She should be at work, wiping butts or somethin'...
Well, I got the call of a lifetime at 5:07 am this morning. I was CALLED OFF. Due to low census!
Normally I would be extremely pissed and missing the extra cashola a day of work brings in, but not this morning. Everything is just settling back down in the intestinal arena, my cold is very much on the mend, but I'm still a little snuffly. And my house is a disaster and in major need of a scrub down.
So I was elated to get that particular phone call this morning.
So I've been meaning to do this post for some time now, due to the incredible number of pregnant people I know.
I remember when I was about 15 weeks along I went home to visit my parents and got to see one of my life-long best friends, who at the time happened to have a 15 month old little boy.
We talked about a lot of stuff, and she told me about one hundred zillion baby things that I needed or didn't need and so-on and so-forth. My head was spinning. I was completely overwhelmed.
Cue the first trip to Babies R Us. Which only magnifies the confusion by 50.
How many brands of bottles, burp clothes, strollers, cribs, pacifiers, yada, yada, yada are there!?
We didn't even know where to start. So I did what any sensible person does. I just looked at other people's carts that had kids and bought what they bought.
So I've been meaning to put together a little list of the things that we couldn't have lived with out when the Pickle was itty-bitty. And now. It may just give you a place to start. And if you think our choices suck (as I learned many did) you just go back and pick another brand of the 4,987 out there.
I'll also throw in a few tips that we learned along the way. That way you don't have to repeat some of the mistakes we made...you can make new ones.
These bottles worked really well for us. Especially considering that breastfeeding didn't fly so well. They are great for breast and bottle fed babies because the nipple has a wide base and supposedly simulates the mother's breast more closely.
(I know you lovely ladies are thinking, "My nipple has never, will never, could never be mistaken for that monstrous thing." Just wait, my friend.)
In the beginning I thought, "We really don't need these, any washcloth or whatever will do." BUT, they are great and clean the bottles with a minimum of swearing and scratched knuckles. They also have a little brush in the base that cleans the nipples. Get used to saying the word 'nipple' by the way.
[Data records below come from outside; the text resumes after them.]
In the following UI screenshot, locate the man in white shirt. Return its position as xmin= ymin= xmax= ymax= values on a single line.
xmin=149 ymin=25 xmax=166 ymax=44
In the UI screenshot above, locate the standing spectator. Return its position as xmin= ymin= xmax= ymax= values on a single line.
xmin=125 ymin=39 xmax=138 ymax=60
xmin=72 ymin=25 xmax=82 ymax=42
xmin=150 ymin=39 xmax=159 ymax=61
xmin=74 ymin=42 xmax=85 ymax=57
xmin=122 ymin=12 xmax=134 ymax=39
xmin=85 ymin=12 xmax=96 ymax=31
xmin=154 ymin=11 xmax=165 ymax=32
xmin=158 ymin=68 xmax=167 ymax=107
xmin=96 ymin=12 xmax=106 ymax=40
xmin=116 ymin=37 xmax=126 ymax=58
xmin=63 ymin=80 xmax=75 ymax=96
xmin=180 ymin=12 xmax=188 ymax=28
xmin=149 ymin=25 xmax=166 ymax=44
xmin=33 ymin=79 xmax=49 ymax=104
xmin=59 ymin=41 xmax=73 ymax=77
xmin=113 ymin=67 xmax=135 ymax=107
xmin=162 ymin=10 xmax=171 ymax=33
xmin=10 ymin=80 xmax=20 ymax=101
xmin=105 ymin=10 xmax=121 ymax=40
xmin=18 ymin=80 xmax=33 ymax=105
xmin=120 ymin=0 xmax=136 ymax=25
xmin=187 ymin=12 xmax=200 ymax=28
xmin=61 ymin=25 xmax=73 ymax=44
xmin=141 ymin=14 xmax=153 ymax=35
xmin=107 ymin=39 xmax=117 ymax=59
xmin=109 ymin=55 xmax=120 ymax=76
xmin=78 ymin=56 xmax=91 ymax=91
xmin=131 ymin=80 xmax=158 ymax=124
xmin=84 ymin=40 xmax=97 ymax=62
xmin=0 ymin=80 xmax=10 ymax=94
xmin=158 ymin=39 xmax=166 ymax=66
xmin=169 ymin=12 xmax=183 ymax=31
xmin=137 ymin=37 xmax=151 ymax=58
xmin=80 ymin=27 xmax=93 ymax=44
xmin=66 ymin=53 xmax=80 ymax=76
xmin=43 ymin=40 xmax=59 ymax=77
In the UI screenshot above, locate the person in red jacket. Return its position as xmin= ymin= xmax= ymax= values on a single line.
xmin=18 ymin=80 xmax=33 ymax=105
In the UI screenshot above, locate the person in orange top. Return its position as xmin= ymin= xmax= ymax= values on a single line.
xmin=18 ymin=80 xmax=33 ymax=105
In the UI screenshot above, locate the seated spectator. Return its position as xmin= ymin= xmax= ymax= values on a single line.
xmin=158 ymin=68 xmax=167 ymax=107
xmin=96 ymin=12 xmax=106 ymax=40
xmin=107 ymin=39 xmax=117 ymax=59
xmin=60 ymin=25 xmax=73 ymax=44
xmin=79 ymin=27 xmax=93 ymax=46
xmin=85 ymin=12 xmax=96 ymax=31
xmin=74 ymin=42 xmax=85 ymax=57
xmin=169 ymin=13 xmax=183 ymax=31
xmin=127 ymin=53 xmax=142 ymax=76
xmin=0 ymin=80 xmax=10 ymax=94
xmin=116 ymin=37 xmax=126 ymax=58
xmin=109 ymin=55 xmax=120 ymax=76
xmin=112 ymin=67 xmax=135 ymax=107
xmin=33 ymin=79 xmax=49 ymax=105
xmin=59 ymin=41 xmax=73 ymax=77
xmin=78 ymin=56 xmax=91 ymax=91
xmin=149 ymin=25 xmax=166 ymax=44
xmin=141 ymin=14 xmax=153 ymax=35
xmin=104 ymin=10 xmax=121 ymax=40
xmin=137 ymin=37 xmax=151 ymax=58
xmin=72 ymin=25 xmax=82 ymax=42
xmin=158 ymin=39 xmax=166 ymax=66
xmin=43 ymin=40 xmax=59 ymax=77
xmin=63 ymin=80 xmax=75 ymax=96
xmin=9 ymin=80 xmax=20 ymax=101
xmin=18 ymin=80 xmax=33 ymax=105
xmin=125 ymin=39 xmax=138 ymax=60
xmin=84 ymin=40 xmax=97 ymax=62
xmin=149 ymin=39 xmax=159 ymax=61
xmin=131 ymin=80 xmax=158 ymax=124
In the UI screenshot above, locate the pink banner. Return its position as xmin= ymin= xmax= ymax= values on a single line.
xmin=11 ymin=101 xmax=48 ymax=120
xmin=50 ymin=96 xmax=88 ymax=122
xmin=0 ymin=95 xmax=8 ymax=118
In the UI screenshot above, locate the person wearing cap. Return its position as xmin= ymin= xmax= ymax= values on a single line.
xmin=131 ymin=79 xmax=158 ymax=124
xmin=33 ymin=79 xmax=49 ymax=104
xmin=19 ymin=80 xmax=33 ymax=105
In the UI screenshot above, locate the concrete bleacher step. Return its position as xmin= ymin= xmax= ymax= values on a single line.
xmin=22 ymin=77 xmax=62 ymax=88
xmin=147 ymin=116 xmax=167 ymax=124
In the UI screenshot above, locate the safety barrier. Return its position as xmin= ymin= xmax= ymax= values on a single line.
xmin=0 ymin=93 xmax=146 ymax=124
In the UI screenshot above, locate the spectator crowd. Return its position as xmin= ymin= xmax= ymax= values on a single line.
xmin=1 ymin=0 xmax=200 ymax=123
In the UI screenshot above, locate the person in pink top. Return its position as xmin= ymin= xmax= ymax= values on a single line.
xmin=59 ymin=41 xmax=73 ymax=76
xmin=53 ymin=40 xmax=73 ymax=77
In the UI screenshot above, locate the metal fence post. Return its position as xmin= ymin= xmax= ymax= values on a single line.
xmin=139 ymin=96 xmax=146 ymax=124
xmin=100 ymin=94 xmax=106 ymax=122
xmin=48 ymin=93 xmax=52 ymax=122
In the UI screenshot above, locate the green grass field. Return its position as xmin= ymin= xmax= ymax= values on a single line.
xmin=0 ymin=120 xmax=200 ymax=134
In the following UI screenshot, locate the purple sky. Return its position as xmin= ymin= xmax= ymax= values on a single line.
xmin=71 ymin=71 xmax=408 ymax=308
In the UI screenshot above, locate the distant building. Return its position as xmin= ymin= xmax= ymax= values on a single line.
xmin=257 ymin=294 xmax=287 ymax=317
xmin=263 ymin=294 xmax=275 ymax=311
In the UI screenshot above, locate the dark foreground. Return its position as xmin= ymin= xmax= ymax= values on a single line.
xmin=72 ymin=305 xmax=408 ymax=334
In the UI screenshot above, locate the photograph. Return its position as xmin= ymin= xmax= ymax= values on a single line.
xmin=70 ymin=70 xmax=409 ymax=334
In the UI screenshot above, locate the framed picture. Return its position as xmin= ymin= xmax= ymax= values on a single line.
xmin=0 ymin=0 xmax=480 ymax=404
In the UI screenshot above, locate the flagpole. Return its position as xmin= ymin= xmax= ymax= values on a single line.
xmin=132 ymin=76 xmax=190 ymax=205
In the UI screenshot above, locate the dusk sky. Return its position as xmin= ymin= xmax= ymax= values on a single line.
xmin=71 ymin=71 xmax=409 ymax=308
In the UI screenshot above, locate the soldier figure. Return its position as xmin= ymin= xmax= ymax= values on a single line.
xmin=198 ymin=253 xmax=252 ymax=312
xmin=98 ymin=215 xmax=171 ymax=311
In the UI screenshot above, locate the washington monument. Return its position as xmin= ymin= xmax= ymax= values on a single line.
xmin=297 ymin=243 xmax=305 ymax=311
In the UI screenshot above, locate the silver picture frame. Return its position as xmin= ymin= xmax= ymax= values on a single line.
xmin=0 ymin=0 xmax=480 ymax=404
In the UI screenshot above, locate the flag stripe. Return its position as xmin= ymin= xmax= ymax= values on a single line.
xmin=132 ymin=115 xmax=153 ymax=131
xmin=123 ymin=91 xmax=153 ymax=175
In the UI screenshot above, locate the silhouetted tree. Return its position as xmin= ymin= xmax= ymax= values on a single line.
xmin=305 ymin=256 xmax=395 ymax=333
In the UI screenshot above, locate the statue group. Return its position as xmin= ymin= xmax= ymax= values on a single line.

If you have a lot of bottles, you need somewhere to put them to dry. Hence, the bottle tree. We would have been dead in the water with out this thing.
These are Gerber brand and they are from Target. Gerber makes this kind and another kind that are more of a long rectangle and kind of like terry cloth. I hate those kind. These are bigger, thicker and can really handle a fountain. They also get softer as you wash them. Over and over and over and over again.
(Just save time and buy about 5 packages. Put them everywhere. Put them in the bouncy seat, car seat, swing. Anything that you want to shield from an errant diaper blowout. They pull double duty like that. Pretty awesome.)
I have these all packed up because Henry doesn't use them anymore. But they were great for the first two or three weeks. It makes the swaddle much more sturdy and hard to break out of.
Henry switched to these when he was over the swaddler. They come in summer and winter weight and small, medium and large. With sleeves and sleeveless. We prefer the sleeveless; Henry sleeps in long-sleeved footy pajamas and the sleep sack. (Notice we use a burp cloth under his head in the crib. Keeps the crib sheet free from spit ups. Getting that thing on and off to wash is a real chore. Keep it clean at all costs.)
This is where I say, "suck it, swing-haters." We enjoy the swing. When Henry was small he enjoyed it and sometimes it was how we got some rest. So sue me. He still enjoys a nice relaxing swing once in a while. I wouldn't let your babe get too used to sleeping in it or they won't sleep anywhere else. Or so I read. (Warning: the music that comes from the swing may cause you to accidentally slit your wrists. But they seem to love it.)